Pensions the consequences of 493 will be heavy by Anne

Everyone remembers Emmanuel Macron’s sentence in the second round of the last presidential election: “This vote obliges me”. By this formula, the newly re-elected president noted that “many compatriots had voted for him not to support his ideas but to block those of the far right”. It’s just. We could have added that what compelled her even more, perhaps, was elsewhere: in the fact that Marine Le Pen had improved her score between the last two presidential elections, going from 33.9% to 41.5% of the vote cast, i.e. from 10.6 million votes to 13.3 million. Significant anger was expressed – still contained, at the ballot box, by the repelling effect of the Lepenist heritage, and by the serious doubts about the competence of the candidate. But the evidence of a deeper and deeper fracture was before our eyes. And, yes, she “obligated” the president. A month later, the situation got even worse: the vote of the French in the legislative elections deprived Emmanuel Macron of a majority in the Assembly. Anger and disarray had made their way despite the electoral mechanics, however not very “proportional” of our two-round majority ballot.

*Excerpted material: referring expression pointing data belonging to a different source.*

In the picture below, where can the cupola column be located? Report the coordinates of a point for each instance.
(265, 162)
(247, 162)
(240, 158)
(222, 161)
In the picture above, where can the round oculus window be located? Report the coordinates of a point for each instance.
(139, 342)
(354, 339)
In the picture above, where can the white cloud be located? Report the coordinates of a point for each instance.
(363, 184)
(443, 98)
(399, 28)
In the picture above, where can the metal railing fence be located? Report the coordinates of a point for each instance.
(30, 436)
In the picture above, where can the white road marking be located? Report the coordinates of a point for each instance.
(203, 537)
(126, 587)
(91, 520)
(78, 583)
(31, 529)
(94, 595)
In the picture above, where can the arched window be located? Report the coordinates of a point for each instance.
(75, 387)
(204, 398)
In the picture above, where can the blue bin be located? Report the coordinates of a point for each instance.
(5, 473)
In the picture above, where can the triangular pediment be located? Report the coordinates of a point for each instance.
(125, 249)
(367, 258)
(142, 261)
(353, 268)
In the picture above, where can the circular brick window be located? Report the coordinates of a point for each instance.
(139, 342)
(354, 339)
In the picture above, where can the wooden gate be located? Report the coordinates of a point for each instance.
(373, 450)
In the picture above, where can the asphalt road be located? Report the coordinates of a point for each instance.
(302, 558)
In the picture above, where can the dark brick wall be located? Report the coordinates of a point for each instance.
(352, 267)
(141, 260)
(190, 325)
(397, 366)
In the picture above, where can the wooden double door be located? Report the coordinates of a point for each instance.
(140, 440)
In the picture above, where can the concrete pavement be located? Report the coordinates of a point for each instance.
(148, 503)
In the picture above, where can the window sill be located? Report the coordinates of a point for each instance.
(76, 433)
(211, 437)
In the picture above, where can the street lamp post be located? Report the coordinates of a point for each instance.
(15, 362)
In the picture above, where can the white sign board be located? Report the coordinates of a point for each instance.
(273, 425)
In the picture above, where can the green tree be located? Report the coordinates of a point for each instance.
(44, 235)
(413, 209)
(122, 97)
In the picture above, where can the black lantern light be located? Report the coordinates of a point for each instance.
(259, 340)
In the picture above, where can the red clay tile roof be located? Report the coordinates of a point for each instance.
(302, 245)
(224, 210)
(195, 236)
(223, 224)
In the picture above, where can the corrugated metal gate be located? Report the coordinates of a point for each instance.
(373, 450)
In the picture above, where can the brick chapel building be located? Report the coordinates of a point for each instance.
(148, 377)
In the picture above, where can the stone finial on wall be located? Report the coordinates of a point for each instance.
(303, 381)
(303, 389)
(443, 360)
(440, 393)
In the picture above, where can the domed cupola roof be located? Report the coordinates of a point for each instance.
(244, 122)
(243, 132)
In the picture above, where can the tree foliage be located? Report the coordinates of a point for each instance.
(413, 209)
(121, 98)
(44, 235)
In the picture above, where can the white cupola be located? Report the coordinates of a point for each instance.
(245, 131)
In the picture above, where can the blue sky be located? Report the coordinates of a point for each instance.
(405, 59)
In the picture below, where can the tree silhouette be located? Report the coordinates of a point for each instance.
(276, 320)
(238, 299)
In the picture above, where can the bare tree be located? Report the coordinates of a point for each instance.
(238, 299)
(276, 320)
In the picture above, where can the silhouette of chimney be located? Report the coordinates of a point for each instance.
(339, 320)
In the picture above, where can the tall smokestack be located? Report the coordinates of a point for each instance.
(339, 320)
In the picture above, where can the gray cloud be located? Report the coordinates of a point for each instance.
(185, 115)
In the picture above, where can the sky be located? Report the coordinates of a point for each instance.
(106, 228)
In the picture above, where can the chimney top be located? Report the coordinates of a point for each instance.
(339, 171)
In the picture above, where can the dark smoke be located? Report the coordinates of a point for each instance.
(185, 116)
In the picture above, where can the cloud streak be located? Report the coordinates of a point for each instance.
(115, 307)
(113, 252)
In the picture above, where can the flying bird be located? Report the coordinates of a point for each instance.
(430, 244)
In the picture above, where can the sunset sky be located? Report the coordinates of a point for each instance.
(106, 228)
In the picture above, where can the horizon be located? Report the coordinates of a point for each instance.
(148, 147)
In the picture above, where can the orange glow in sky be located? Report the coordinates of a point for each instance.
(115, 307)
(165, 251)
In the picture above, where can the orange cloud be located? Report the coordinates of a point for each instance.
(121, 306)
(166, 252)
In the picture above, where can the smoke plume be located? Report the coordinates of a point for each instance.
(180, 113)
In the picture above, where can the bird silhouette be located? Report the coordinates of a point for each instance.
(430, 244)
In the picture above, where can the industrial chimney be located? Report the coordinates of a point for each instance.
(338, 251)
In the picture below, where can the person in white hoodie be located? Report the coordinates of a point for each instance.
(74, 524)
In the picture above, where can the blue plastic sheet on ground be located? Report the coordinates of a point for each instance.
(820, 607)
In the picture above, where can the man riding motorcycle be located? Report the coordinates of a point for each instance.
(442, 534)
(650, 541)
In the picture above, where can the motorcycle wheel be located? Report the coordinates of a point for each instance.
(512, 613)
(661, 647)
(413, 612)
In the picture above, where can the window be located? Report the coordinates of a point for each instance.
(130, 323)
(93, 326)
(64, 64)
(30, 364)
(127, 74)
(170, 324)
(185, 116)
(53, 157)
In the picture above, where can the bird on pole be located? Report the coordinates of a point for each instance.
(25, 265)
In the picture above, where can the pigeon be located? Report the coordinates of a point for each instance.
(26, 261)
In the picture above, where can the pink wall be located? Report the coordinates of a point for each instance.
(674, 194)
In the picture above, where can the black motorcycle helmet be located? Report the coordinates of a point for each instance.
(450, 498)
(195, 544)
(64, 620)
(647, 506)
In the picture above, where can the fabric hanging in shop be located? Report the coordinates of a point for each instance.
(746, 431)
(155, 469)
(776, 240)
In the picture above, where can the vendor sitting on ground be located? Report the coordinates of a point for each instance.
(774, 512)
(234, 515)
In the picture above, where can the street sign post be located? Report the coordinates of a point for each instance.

This is why, to tell the truth, this pension reform, as it was thought out, and (very badly) put together, was extremely confusing from the start. At first, the government already seemed to hesitate as to the explanatory memorandum. The Pensions Orientation Council repeating over and over that the balance of the system was not in danger in the short term, several ministers suggested that it was in fact above all a question of finding budgetary leeway after several years of whatever it takes. Even that France, with its 6.1% public deficit (2021) had to give some pledges to Brussels, the IMF and the markets, which risked losing patience with the cicadas in berets…

This was completely “unsaleable”: the categories of French people affected by the pension reform already feeling the wronged of the last decades of globalization and European bureaucracy. Thus posed, the debate was bound to focus on the distribution of the effort, and on the need or not to increase taxes (which Emmanuel Macron has undertaken not to do). Everything, afterwards, was in keeping. As the weeks went by, the reform seemed to reveal hidden defects and shams that the government, caught at fault, was trying to correct, to amend until it turned the whole thing into a “gas factory”, and the reform into a fixation point, all carrying mountains of political energy and social anger. Was it worth it?

Last act, therefore: 49.3. Of course, it will be argued that this tool is provided for by the Constitution, and that is absolutely correct. There is nothing illegal there. However, the fact that this remedy is constitutional in no way guarantees that it will be politically acceptable to citizens. That is up to them to decide. Has the government fully measured it? “Everyone, sooner or later, sits down to a banquet of consequences,” wrote Robert Louis Stevenson. The consequences of 49.3 will be heavy. Because the fracture is already deep, and the resentment, important.